For defaults not capable of being cured within 30 days, borrowers will request a “continuing cure” right such as the following:
Provided however that if the nature of the default is such that it is not capable of being cured within 30 days, then so long as the borrower is actively and continuously attempting to cure such default, the borrower shall not be deemed in default for such breach.
Even if the lender accedes to this request, the borrower should be prepared to accept an outside cut-off date by which the breach must be cured no matter the circumstances. Ninety days is a great result; 60 should be acceptable.
Pay close attention to cross-default provisions. It may well be that the loan facility under negotiation is not the first or only loan the borrower has with this lender. While the borrower may well view the two loans on a stand-alone basis, the lender often sees it differently. Cross-default provisions should be resisted wherever possible but can prove difficult to fend off.
Material Adverse Change
Although Article 1-309 of the Uniform Commercial Code permits “general insecurity clauses” so long as the lender exercises them in good faith, the borrower should vigorously contest any such provision. The borrower argues that such a provision affords the lender far too much control and, further, that the standards for acceptable financial performance have already been spelled out in the financial covenants. Many lenders will delete this clause but, if unwilling, may be persuaded to move to objective tests rather than subjective ones (e.g., an X percent decline in net operating income for two consecutive quarters or a Y percent decrease in the net worth of the borrower as reflected on the audited financial statements).
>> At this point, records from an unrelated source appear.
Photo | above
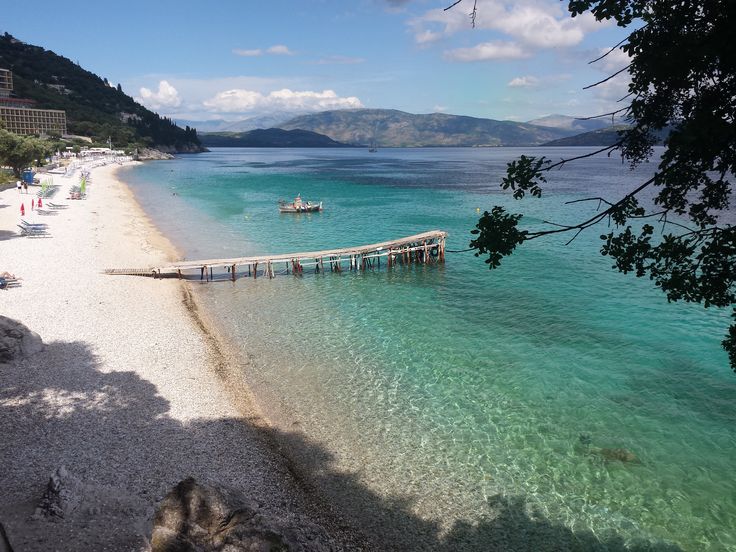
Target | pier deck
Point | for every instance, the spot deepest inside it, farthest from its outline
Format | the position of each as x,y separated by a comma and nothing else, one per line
424,248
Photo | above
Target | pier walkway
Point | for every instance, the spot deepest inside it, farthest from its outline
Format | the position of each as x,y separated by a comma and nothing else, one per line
424,248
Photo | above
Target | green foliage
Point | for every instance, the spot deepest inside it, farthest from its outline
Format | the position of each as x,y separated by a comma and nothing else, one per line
93,108
19,152
498,235
683,80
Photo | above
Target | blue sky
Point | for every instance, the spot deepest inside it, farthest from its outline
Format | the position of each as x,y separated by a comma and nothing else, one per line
228,59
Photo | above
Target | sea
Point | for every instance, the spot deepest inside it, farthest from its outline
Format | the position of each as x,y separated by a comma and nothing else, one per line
550,404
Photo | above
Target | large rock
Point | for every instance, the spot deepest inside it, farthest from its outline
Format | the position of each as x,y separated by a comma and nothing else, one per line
194,517
62,496
17,341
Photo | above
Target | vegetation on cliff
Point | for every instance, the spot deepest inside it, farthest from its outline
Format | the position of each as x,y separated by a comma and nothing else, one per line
393,128
94,107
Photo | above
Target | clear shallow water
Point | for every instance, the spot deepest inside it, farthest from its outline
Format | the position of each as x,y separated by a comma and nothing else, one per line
447,386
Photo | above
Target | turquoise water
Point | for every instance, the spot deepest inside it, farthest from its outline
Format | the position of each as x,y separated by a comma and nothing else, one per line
438,389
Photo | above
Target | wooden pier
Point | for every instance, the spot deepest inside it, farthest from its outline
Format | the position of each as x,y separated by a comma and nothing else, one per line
425,248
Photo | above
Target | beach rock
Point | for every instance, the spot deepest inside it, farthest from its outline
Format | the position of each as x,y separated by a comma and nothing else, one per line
195,517
4,541
61,497
150,154
17,341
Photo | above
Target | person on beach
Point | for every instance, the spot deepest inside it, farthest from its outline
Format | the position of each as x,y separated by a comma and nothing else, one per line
5,278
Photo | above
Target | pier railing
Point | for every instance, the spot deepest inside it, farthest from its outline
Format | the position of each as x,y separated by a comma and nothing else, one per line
424,248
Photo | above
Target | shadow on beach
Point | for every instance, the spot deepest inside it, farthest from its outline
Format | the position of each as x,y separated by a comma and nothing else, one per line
114,430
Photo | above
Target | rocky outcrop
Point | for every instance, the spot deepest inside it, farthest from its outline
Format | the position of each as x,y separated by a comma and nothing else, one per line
181,148
195,517
62,496
149,154
17,341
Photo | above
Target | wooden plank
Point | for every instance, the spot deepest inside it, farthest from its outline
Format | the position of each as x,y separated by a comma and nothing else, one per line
402,246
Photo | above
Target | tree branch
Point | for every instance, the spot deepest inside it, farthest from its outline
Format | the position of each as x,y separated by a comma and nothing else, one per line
609,51
594,219
603,114
591,154
607,78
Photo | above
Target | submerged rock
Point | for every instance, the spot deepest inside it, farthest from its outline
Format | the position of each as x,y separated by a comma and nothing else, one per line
4,541
195,517
61,497
17,341
618,454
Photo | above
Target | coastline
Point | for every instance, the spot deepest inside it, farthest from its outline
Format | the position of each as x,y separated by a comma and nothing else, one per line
133,391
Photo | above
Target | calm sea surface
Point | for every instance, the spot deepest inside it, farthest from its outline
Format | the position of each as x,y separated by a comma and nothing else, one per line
438,399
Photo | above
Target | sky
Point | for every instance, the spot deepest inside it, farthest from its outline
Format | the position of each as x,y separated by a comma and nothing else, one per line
233,60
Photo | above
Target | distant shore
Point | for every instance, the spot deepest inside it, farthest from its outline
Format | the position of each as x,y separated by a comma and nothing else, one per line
132,392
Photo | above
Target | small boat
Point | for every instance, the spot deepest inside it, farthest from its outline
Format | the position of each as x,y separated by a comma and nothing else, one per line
299,206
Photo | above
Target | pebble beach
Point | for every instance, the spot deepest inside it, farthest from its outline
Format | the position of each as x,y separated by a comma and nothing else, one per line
130,392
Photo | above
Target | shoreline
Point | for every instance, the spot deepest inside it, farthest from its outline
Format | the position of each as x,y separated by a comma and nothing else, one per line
130,396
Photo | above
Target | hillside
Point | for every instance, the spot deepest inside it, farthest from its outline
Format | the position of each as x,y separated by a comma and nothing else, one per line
393,128
93,107
573,124
270,138
601,137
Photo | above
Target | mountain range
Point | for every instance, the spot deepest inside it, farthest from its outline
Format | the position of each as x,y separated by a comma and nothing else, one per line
94,107
393,128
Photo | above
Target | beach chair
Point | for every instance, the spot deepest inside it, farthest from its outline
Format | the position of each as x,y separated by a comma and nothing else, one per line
27,224
7,283
32,231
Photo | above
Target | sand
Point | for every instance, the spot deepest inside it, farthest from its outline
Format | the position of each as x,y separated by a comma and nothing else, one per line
131,392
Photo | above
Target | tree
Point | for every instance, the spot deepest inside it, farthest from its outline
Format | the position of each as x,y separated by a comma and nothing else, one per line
683,78
18,152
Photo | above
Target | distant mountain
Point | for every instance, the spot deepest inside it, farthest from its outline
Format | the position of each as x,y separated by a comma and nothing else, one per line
270,138
573,124
242,125
93,106
600,137
392,128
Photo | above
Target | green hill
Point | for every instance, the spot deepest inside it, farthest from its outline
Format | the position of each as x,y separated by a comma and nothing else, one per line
392,128
601,137
93,107
270,138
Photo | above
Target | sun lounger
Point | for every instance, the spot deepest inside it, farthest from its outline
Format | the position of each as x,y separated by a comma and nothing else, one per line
32,231
6,283
25,223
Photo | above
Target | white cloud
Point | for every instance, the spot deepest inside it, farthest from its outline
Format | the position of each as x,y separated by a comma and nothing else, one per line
339,60
533,23
239,100
614,61
523,82
280,50
165,97
248,53
487,51
276,50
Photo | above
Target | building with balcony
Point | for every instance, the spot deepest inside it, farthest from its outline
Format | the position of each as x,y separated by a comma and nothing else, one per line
22,117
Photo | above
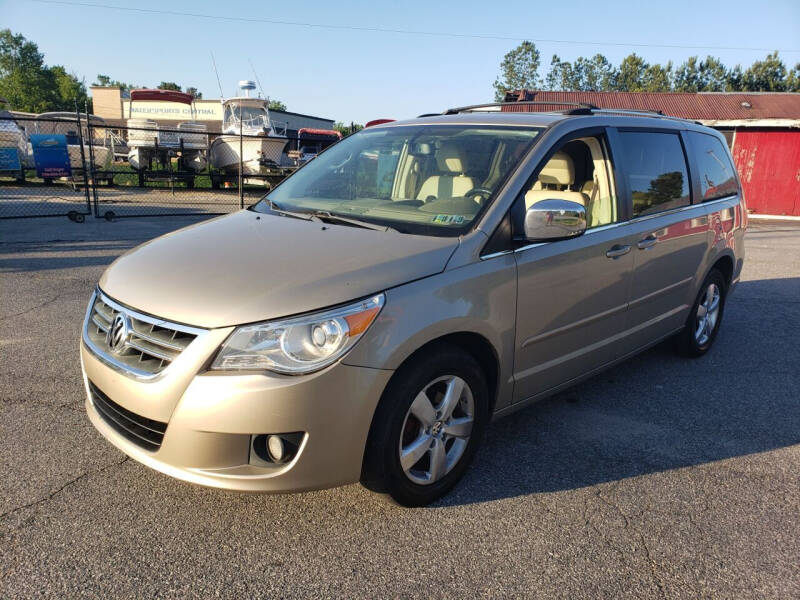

Beyond the suggestions outlined above, most experienced borrowers’ attorneys spend little time on the remedies section. By the time a lender has finally decided to accelerate the loan, it is difficult to argue there should be further contractual impediments to its exercise of remedies. Most lenders summarily dismiss such requests arguing that the borrower’s best course of action is to repay the loan as agreed.
In loans with substantial personal property as collateral, however, parties will often negotiate the standards for a “commercially reasonable sale”–as contemplated by section 9-603 of the UCC. Borrowers may seek to obtain as long as 21 days prior notice of an Article 9 disposition, but 10 days is a realistic expectancy.
In a syndicated (multi-lender) loan, it is important to resist provisions providing contractual rights of setoff. Generally the law permits setoff only if there is mutuality (i.e., the same two parties owe each other money) and both obligations are fully mature. But in a syndication with participations, only the lead lender is in contractual privity with the borrower. No participants have a right of setoff unless the borrower contractually grants them one. Borrowers often do not know the identity of all (or any) of the loan participants so should not risk discovering that an account has been set off because one if its depositary banks was an unknown participant. Contrast this situation with a “co-lending” agreement in which each of the co-lenders is in direct privity with the borrower. It will be futile to resist setoff rights here.
Even after the major deal points have been finalized in the loan commitment, the loan agreement itself remains to be negotiated. While large portions will always remain off limits, the borrower must still choose its battles wisely and attempt to pare down the most objectionable portions of the document.